Record #331: Forever Losing Sleep – I Lost Myself Again (2014)

One of the more interesting parts of the recent pop punk/emo revival is what other sounds have been appropriated from other scenes. Pity Sex is rife with shoegaze’s jangling walls of sound. La Dispute has the occasional jazz chords.

In this case, Forever Losing Sleep marries its SDRE-patented soft/loud dynamics and emotive whisper-to-scream vocals with post rock’s ambience. 
My band ( @wearespaceships ) played with them last night, and three of the four giant pedalboards were outfitted with a Strymon Big Sky reverb processor, which were used to great effect in the sparser passages and crushing heaviness alike in a way that is more Russian Circles than Brand New.

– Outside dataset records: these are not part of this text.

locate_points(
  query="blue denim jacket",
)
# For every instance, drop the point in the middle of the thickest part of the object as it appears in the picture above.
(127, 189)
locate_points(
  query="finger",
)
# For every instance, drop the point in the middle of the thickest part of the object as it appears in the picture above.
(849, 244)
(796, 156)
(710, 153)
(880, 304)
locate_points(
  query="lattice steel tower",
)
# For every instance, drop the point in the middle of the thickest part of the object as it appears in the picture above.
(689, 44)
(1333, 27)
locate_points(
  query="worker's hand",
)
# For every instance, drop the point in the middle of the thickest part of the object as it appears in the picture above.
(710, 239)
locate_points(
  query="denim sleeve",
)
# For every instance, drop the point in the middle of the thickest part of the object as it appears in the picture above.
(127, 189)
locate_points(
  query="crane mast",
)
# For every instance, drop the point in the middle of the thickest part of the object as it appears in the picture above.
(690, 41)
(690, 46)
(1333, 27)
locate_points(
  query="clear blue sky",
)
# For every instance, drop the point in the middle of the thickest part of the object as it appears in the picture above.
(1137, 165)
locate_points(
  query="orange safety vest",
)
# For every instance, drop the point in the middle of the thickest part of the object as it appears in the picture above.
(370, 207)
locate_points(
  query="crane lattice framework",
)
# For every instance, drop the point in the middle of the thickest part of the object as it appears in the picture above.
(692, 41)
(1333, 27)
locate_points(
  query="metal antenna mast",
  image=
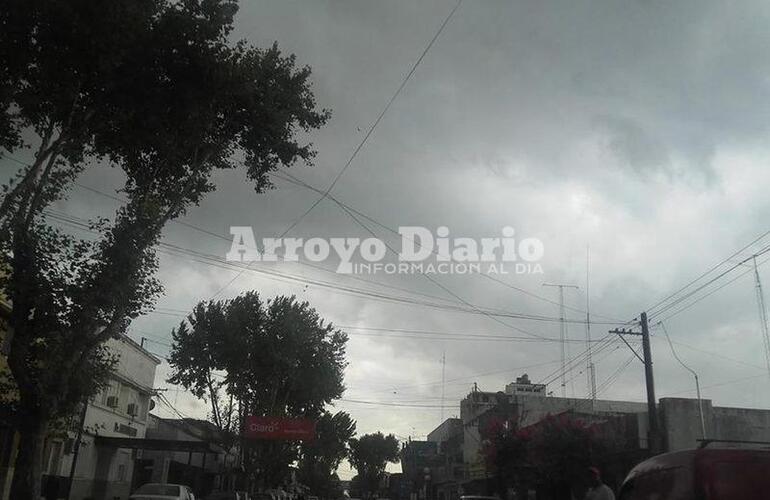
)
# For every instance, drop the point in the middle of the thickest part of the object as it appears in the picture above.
(563, 334)
(591, 370)
(443, 384)
(762, 314)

Their live show show is absolutely spellbinding, and the record delivers on that. The production manages to capture every nuance performed by each of the six members as they fiddle with knobs or manipulate feedback without sounding canned. The songs are sequenced perfectly, combining together in a well paced whole. These aren’t only songs as much as they are movements in a larger, masterfully constructed composition.

Record #330: Alcest – Les Voyages de L’Âme (2012)

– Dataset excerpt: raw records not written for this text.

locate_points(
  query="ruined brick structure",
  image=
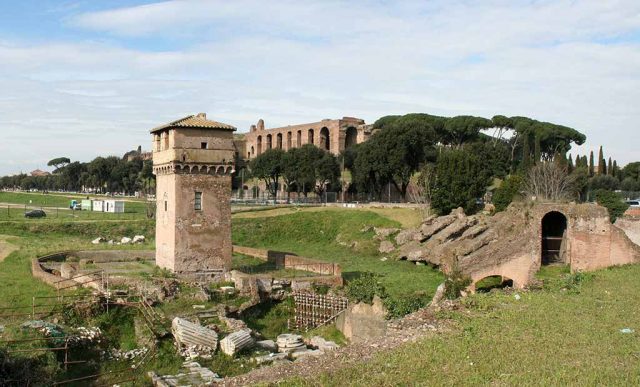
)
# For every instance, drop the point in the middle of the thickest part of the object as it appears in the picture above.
(193, 159)
(579, 235)
(331, 135)
(514, 244)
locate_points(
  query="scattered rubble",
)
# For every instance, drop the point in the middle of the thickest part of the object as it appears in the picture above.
(117, 354)
(193, 374)
(138, 239)
(323, 345)
(188, 334)
(289, 343)
(268, 345)
(386, 247)
(236, 342)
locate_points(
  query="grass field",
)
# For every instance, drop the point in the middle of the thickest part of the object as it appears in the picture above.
(549, 337)
(326, 234)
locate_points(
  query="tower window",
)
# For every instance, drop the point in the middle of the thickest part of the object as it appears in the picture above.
(198, 202)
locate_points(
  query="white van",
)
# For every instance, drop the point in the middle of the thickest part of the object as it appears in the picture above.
(634, 203)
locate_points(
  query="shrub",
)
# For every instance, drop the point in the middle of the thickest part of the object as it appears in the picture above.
(455, 283)
(506, 192)
(364, 288)
(612, 202)
(399, 307)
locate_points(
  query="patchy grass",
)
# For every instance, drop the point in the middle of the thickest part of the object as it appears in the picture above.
(549, 337)
(327, 235)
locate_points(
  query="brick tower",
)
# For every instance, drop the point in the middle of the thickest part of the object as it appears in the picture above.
(193, 159)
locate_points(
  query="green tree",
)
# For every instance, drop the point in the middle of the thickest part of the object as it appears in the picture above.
(601, 162)
(58, 162)
(508, 190)
(614, 203)
(460, 180)
(268, 168)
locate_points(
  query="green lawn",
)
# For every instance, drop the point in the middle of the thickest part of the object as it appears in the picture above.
(50, 201)
(319, 234)
(548, 337)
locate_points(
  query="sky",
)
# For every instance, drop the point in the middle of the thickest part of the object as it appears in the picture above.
(87, 78)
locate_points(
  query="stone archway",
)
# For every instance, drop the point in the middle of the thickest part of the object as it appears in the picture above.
(351, 137)
(325, 140)
(553, 238)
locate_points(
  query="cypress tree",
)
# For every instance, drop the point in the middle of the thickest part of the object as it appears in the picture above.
(526, 153)
(570, 166)
(601, 162)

I have written at length about my relationship with metal music (most of those sentiments can be found here), but I’ll sum it up again.

I don’t like a lot of metal (chuggity chugs, show yourself out. You too, obnoxious tapping solos), but the metal that I DO like, I absolutely love. ISIS, Palms, Jesu, Pelican, Russian Circles, Pallbearer, Deafheaven, Thrice (are too metal, shush), Wolves in the Throne Room…

​I’ve joked that I like my metal like Ben Carson: black, not progressive, and kinda sleepy. 

And unto that punchline, a friend of mine suggested Le Voyages de L’Âme by blackgaze pioneers Alcest. Hailing from France and grabbing onto the same sort of life affirming sentiment as post rock often does (the title means “Journeys of the Soul”), Neige and Winterhalter (awesome metal name is awesome) ride loud waves of guitars and soaring melodies into one of my new favorite metal records.

Dynamically, there’s a lot of soft/loud changes that black metal rarely gets into (never, if the purists have anything to say about it). Clean guitar lines saturated with reverb (more Perfect Circle or ISIS than Explosions in the Sky) tensely build into frenzied bursts of clanging drums and ripping guitar tremolos.

And while a majority of the album features sung vocals and less extreme drums, there are few moments of sheer black metal catharsis, shrieking, blast beats and all, like the climax of “Là où Naissent les Couleurs Nouvelles” (“Where New Colors are Born”) or the entirety of “Beings of Light” which would be a straight black metal song were it not for the ethereal choir and angelic alto that run through it.

Also, unlike most metal, much of this record plays in 6/8 time, giving a balladic feel even to some of the more aggressive numbers like “Faiseurs de Mondes” (“Makers of Worlds”). Closer “Summer’s Glory” restrains itself, pulling larger portions of cinematic post rock than metal to end the album on as victorious a note as they can muster, and they can muster quite a bit.

All in all, Les Voyages de L’Âme takes the most heartstring-pulling tricks from black metal, post rock, and shoegaze and throws them together in one beautiful, gorgeous whole. There’s not a bad moment on this disc–every second is aurally breathtaking and dripping with joie de vivre. And as someone who loves triumphant, melodic metal, Alcest is a revelation to me.